Sun, Jan. 26

State seeks comments on drought plan

Arizona is clearly one of the most arid states in the country, yet it also is one of the few Western states without a drought plan.

But a plan finally is in the works.

Sandra Fabritz of the Arizona Department of Water Resources briefed the Yavapai County Water Advisory Committee about the new draft plan, which is officially ready for public comments.

“We’re far behind,” Fabritz said. “Arizona is one of the last states to develop a drought plan.”

The county water committee will ask its technical review group to offer comments about the draft.

The ongoing drought in the Southwest has put Yavapai County into a 17.2-inch precipitation deficit from October 2000 through May 2004, Fabritz said.

One major goal of the plan is to gather lots of existing information about the level of Arizona’s drought, such as precipitation and stream-flow statistics and soil conditions, which Arizona Department of Water Resources Director Herb Guenther will use to decide what stage of drought the state is in.

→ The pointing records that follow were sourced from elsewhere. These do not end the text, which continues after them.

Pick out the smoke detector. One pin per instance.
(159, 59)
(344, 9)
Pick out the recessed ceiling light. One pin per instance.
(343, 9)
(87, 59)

“There is tons of data everywhere,” Fabritz said. “It’s just that no one’s bringing it together.”

The state plans to post such information at the Web site address of The draft plan isn’t on the Web site yet, but is available via the Water Advisory Committee’s meeting agenda posted at

The new drought plan has only one specific requirement, Fabritz said: all water system operators must submit a drought emergency plan. Most of them already do this, in that the Arizona Corporation Commission requires it of private water companies, she noted.

Other parts of the plan offer options for emergency response and mitigation in drought situations, Fabritz explained.

“The options are going to stay options unless I hear otherwise,” she said.

Another option within the plan allows local communities or watersheds outside active management areas (AMAs) to require new subdivision developments to prove they have a 100-year water supply, Fabritz said.

Developers inside AMAs already have to prove this. However, developers outside AMAs must notify buyers only that they don’t have a 100-year water supply.

Coincidentally, the water committee also heard about an Arizona Policy Forum recommendation that the state require all subdivision developers to have a 100-year water supply.

The Policy Forum, a policy think tank, also recommends that the state extend the 100-year supply requirement to individual residential wells.

And it recommends a $500 impact fee on new homes to provide seed money for water infrastructure needs around the state.

The water committee is inviting the Policy Forum to give a presentation at a future committee meeting.